We Włodawie działa 74 agentów. Są zarejestrowani w Centralnym Biurze, podzielonym na wydziały. Ich przełożeni to: J-5, Czarna Mamba i Borowik.
- Równocześnie chcieliśmy ich uaktywnić do pomagania innym. Nasi agenci na przykład wypożyczają książki osobom, które chociażby z powodu choroby, nie mogą same przyjść do biblioteki. Mówimy wówczas, że współpracują z obcym wywiadem. Ich zadaniem jest też werbowanie innych agentów.
Detektywi mają od 7 do 13 lat. Ich skrzynkami kontaktowymi są filie biblioteki oraz oddział dla dzieci. Na przykład Czarna Mamba, czyli Joanna Bondarczuk czeka na swoich wywiadowców w "Archiwum B”. Mali agenci na spotkania umawiają się też w "Krainie deszczowców” oraz "Gwiazdce 2”.
W tym roku do pracy w agenturze zwerbowana została np. 10-letnia Karolina Korneluk, pseudonim Kara. Już dwukrotnie została agentem miesiąca. Po raz pierwszy tytuł ten przypadł jej w styczniu, a następny w marcu. -"Archiwum B” odwiedzam co najmniej raz na dwa tygodnie - zdradza agentka Kara.
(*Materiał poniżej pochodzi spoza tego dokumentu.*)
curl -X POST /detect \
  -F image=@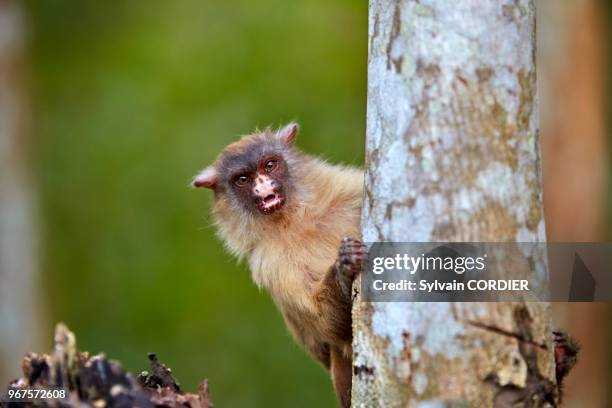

Ile książek przeczytała?
- Nie pamiętam - mówi. - Ale dużo. Wypożyczam 10-14 książek jednorazowo.
- Wypożycza i czyta - chwali Karę Czarna Mamba. - Wiem, bo sprawdzamy, czy nasi agenci wywiązują się ze swojej pracy operacyjnej.
Czy taki sposób zachęcania dzieci do czytania się sprawdza? - Młodzież garnie się do książek - mówi Czarna Mamba. - W tym roku sama zwerbowałam 40 nowych agentów. Oni przychodzą z kolegami i w ten sposób nasza wywiadowcza siatka wciąż się rozszerza.
Każdy nowy agent otrzymuje specjalną legitymację i ma założoną kartę agenta. To właśnie na tej karcie dokumentowane są wszystkie jego zasługi.
Bibliotekarze zastanawiają się, czy nie rozszerzyć działalności CBC również na uczniów szkół gimnazjalnych. Wielu z nich już wcześniej działało w agenturze i chętnie powróciłoby do pracy wywiadowczej.